Using the election article above as an example, I would like to extract the information immediately following the "nomineeN" field but that exists before the invocation of the next field (demarcated by a pip "|"). Thus, given the example above, I would ideally like to extract "Barack Obama" and "Mitt Romney" -- or at least the syntax in which they're embedded ('''[[Barack Obama]]''' and [[Mitt Romney]]). Other regex has extracted links from the wikimarkup, but my (failed) attempts of using a positive lookbehind assertion have been something of the flavor of:
nominees = re.findall(r'(?<=\|nominee\d\=)\S+',markup)

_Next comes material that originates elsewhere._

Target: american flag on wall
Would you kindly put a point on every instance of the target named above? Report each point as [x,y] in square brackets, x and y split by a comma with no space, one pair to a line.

My thinking is that it should find strings like "|nominee1=" and "|nominee2=" with some whitespace possible between "|", "nominee", "=" and then return the content following it like "Barack Obama" and "Mitt Romney".
Upvotes: 2
Views: 1089
Reputation: 1108
Use mwparserfromhell! It condenses your code and is more reassuring for capturing the result. For usage with this example:
import mwparserfromhell as mw
text = get_wikipedia_markup('United States presidential election, 2012')
code = mw.parse(text)
templates = code.filter_templates()
for template in templates:
if template.name == 'Infobox election':
nominee1 = template.get('nominee1').value
nominee2 = template.get('nominee2').value
print nominee1
print nominee2
Very simple thing to do to capture the result.
Upvotes: 3
Reputation: 11
For infobox data like this, it's best to use DBpedia. They've done all the extraction work for you :)

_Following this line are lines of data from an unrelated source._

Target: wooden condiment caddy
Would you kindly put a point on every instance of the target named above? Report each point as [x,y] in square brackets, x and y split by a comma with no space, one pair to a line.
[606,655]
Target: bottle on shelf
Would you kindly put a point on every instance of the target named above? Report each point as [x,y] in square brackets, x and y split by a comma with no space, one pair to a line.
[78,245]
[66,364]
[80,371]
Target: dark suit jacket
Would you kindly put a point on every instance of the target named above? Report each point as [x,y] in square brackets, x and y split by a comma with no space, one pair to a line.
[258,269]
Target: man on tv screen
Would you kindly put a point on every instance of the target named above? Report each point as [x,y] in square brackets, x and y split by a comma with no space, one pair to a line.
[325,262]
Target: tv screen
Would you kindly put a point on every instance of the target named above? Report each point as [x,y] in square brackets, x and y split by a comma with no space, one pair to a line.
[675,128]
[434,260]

http://wiki.dbpedia.org/Downloads38
See the "Ontology Infobox Properties " file. You don't have to be an ontologies expert here. Just use simple tsv parser to find the info you need!
Upvotes: 1
Reputation: 65903
First of all, you're missing a space after nominee\d
. You probably want nominee\d\s*\=
. In addition, you really don't want to be parsing markup with regex. Try using one of the suggestions here instead.
If you must do it with regex, why not a slightly more readable multi line solution?
import re
markup_string = """{{
| nominee1 = '''[[Barack Obama]]'''
| party1 = Democratic Party (United States)
| home_state1 = [[Illinois]]
| running_mate1 = '''[[Joe Biden]]'''
| nominee2 = [[Mitt Romney]]
| party2 = Republican Party (United States)
| home_state2 = [[Massachusetts]]
| running_mate2 = [[Paul Ryan]]<br>
}}"""
for match in re.finditer(r'(nominee\d\s*\=)[^|]*', markup_string, re.S):
end_nominee, end_line = match.end(1), match.end(0)
print end_nominee, end_line
print markup_string[end_nominee:end_line]
Upvotes: 0
Reputation: 25582
Lookbehinds aren't necessary here—it's much easier to use matching groups to specify exactly what should be extracted from the string. (In fact, lookbehinds can't work here with Python's regular expression engine, since the optional spaces make the expression variable-width.)
Try this regex:
\|\s*nominee\d+\s*=\s*(?:''')?\[\[([^]]+)\]\](?:''')?
Results:
re.findall(r"\|\s*nominee\d+\s*=\s*(?:''')?\[\[([^]]+)\]\](?:''')?", markup)
# => ['Barack Obama', 'Mitt Romney']
Upvotes: 1